Notes on Parallel Computing and GPU Architecture
Parallel Computing Concepts
Definition: Parallel computing allows multiple calculations or processes to be carried out simultaneously, dividing large problems into manageable chunks.
Classification of Parallel Computers
Flynn's Classification (1972):
Based on data and instruction flow.
Coupling Types:
Loosely Coupled: Independent servers connected via a network (e.g., Ethernet) communicating through message passing.

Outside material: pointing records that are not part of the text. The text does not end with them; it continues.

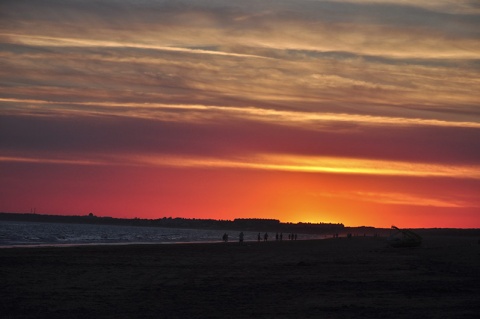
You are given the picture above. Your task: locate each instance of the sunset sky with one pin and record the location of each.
(354, 112)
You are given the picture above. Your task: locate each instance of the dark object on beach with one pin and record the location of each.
(404, 238)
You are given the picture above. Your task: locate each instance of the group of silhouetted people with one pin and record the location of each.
(278, 236)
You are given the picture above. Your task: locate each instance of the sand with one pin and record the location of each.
(359, 277)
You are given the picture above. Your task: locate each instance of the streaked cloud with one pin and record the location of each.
(276, 162)
(355, 90)
(154, 110)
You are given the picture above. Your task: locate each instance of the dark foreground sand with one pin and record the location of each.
(334, 278)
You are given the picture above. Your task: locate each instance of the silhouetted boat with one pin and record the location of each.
(404, 238)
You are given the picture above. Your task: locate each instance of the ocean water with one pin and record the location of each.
(14, 234)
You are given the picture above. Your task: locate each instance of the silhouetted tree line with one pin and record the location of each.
(245, 224)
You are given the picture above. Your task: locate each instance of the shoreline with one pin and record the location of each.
(360, 277)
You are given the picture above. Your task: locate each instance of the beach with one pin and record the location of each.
(359, 277)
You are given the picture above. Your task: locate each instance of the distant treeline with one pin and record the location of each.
(245, 224)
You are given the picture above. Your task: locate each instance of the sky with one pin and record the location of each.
(349, 111)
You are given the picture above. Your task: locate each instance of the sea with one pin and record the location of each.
(39, 234)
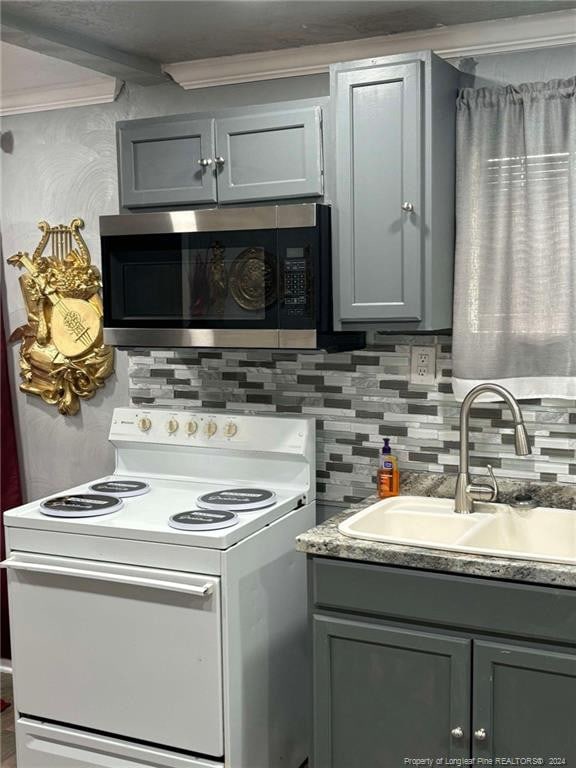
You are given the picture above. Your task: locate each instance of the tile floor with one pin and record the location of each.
(7, 734)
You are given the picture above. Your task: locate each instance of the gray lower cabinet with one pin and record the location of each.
(414, 664)
(373, 692)
(227, 158)
(394, 125)
(524, 703)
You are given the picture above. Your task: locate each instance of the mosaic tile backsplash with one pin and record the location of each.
(358, 398)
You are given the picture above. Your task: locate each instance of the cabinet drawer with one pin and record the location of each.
(545, 613)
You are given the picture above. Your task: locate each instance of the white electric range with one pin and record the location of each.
(158, 614)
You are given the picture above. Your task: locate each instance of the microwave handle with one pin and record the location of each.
(82, 573)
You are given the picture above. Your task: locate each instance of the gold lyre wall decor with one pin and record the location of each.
(62, 355)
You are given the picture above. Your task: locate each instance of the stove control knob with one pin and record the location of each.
(172, 426)
(230, 429)
(210, 428)
(144, 424)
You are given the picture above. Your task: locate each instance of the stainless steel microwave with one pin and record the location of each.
(222, 277)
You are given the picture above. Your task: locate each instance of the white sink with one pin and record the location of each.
(542, 534)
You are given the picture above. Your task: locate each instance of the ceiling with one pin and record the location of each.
(168, 31)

Tightly Coupled: PEs (Processing Elements) share a common main memory, leading to faster communication.
Memory Access Modes
Shared Memory (SM):
All processors access a common global address space.

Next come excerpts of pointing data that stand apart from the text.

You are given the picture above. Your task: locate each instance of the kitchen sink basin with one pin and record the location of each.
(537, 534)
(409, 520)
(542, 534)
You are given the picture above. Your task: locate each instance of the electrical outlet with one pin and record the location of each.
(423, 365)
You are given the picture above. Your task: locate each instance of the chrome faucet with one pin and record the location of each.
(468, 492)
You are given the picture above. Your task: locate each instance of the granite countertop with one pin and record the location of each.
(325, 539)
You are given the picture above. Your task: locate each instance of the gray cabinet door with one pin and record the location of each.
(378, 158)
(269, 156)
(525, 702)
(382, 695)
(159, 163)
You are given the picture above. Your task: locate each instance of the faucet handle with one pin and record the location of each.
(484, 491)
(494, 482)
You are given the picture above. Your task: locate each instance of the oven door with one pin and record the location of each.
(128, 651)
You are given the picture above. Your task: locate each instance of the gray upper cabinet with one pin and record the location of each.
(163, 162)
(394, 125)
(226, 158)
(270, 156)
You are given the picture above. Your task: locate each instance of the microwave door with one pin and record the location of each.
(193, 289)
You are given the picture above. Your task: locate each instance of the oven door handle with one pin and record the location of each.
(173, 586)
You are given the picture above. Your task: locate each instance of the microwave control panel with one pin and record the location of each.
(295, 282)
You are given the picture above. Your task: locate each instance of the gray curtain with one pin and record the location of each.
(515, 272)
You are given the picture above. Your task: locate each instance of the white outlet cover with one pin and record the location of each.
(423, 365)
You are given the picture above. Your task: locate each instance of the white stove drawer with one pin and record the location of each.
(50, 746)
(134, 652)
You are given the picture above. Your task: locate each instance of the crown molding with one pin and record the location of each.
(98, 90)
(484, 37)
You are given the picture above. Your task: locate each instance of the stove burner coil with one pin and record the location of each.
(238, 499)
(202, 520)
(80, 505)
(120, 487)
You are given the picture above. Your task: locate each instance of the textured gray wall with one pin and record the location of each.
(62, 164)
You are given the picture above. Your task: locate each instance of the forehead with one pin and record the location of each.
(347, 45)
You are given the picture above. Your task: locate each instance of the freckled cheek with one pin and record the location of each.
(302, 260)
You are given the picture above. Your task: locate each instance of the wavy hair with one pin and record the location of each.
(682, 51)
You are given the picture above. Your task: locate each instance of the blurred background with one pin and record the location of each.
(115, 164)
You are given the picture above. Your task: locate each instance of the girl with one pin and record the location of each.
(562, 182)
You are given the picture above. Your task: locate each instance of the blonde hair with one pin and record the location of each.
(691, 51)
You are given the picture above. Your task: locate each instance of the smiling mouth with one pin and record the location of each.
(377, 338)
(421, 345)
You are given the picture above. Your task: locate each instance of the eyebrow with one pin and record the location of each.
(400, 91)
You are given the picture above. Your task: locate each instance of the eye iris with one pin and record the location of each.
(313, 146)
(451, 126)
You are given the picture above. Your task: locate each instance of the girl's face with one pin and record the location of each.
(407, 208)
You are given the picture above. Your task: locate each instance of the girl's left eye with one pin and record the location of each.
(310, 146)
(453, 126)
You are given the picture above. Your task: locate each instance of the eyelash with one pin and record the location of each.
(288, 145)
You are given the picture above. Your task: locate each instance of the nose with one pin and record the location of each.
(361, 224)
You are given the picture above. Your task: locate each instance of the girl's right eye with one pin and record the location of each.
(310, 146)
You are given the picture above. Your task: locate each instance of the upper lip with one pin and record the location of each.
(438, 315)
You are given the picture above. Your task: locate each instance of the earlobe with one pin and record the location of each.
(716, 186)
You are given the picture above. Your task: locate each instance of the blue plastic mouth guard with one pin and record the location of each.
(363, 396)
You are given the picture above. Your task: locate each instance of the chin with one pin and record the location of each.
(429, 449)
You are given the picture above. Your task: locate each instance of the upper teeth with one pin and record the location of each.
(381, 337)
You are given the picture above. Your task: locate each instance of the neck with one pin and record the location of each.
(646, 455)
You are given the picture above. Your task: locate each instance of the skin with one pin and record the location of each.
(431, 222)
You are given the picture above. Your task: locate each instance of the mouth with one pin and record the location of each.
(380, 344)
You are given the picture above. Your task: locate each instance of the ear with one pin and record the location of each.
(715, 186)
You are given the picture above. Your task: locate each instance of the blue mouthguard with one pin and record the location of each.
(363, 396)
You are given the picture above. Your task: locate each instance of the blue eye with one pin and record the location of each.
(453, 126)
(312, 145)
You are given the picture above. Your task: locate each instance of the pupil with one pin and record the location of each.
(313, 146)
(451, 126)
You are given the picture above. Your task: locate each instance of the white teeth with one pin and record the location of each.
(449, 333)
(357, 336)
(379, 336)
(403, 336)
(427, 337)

Access time for memory is consistent across processors (Uniform Memory Access - UMA).
Distributed Shared Memory (DSM):
Local memory access is faster than remote memory.
Characterized by Non-Uniform Memory Access (NUMA). Accessing remote memory can be significantly slower (10 - 1000 times).
Grain Size Classification
Definitions: Refers to the quantum of work a PE does before needing to communicate with another PE.
Types:
Very Fine Grain: Single instruction.
Fine Grain: Corresponds to threads, typically 100 machine instructions.

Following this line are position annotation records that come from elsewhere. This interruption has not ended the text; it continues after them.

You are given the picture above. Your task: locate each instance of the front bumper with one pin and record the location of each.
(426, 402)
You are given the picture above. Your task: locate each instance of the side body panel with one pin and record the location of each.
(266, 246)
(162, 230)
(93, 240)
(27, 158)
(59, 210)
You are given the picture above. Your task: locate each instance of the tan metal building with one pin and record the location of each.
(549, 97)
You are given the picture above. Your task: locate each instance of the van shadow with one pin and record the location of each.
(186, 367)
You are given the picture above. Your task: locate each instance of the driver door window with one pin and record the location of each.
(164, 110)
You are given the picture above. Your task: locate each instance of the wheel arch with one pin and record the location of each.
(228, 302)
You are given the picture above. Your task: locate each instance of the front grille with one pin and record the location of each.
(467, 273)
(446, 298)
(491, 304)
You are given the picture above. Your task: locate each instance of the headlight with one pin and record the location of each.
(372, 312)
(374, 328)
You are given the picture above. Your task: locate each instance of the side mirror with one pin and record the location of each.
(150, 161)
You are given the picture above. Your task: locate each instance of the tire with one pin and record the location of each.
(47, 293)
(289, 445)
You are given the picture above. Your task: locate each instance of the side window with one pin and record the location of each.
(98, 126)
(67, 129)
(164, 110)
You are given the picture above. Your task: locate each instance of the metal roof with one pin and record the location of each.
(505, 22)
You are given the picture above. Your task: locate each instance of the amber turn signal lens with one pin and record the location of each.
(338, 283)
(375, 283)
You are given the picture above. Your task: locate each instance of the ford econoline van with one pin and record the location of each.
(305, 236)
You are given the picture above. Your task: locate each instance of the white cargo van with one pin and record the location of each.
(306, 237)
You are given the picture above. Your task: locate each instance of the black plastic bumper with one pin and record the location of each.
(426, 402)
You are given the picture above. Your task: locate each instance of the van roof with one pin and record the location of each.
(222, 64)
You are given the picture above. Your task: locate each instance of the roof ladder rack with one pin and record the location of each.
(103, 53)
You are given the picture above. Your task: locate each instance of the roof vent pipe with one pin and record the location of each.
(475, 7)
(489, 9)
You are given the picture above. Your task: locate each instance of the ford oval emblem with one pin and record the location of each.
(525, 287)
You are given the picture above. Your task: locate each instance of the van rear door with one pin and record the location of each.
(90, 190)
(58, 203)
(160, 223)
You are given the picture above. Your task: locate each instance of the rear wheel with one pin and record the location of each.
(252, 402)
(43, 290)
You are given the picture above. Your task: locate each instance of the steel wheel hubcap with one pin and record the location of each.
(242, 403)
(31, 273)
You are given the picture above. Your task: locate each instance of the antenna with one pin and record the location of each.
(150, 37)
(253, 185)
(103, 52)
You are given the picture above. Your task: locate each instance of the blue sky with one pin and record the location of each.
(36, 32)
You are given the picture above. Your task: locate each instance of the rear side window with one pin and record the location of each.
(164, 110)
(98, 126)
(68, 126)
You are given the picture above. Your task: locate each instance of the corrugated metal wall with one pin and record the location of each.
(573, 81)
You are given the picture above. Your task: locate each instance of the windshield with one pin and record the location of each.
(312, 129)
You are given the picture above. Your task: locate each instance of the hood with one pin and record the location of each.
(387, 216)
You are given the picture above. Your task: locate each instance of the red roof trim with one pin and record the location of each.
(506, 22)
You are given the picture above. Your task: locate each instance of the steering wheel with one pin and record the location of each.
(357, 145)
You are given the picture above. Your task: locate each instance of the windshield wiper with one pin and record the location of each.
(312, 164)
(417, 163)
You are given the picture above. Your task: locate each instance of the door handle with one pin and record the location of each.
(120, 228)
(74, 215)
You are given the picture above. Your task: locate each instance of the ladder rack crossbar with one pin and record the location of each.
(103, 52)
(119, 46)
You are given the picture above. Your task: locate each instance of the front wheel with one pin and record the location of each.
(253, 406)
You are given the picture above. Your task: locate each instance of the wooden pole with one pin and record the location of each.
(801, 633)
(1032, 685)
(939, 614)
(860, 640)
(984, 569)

Medium Grain: Corresponds to procedures (subroutines), typically around 1000 instructions.
Coarse Grain: Corresponds to complete programs.
GPUs in Parallel Computing
Definition: A GPU is an electronic circuit optimized for rendering graphics and performing parallel computations.
Key Features:
Able to handle large datasets and parallel processing, used in AI, gaming, and simulations.
Trajectories in Microprocessor Design:
Multicore: Focuses on sequential programs with a few cores.
Manycore: Focuses on throughput with many threads and smaller cores.
Heterogeneous Parallel Computing
Design Philosophy:
CPUs optimize for sequential task performance, whereas GPUs are designed for parallel execution.
CPUs utilize large caches for low-latency operations, while GPUs prioritize throughput for many parallel threads.
Performance Comparison:
Many applications benefit from both CPU (for sequential tasks) and GPU (for parallel tasks) processing capabilities.
GPU Architecture
Components:
Organized into multiple streaming multiprocessors (SMs) with their own streaming processors (SPs).
Includes high bandwidth memory, such as GDDR, for efficient data processing.
CUDA Architecture:
Introduces a data-parallel computation model that allows easy access to GPU capabilities without the graphics API.
/
GPU Computing Advantages
Parallelism: Thousands of cores enable simultaneous task execution.
High Performance: Suitable for large datasets and computational tasks.
Efficiency: Lower power consumption compared to CPUs for parallel workloads.
Cost-Effectiveness: Generally more affordable than large CPU clusters.
Applications of GPU Computing
Fields Include:
AI & Machine Learning: Efficient training of deep learning models.
Scientific Computing: Simulations in climate modeling, and physics.
Cryptocurrency Mining: Solving cryptographic puzzles efficiently.
3D Rendering & Gaming: Real-time graphics processing.
Finance & Data Analytics: High-frequency trading and risk modeling.
Medical Imaging: Processing images from MRI and CT scans.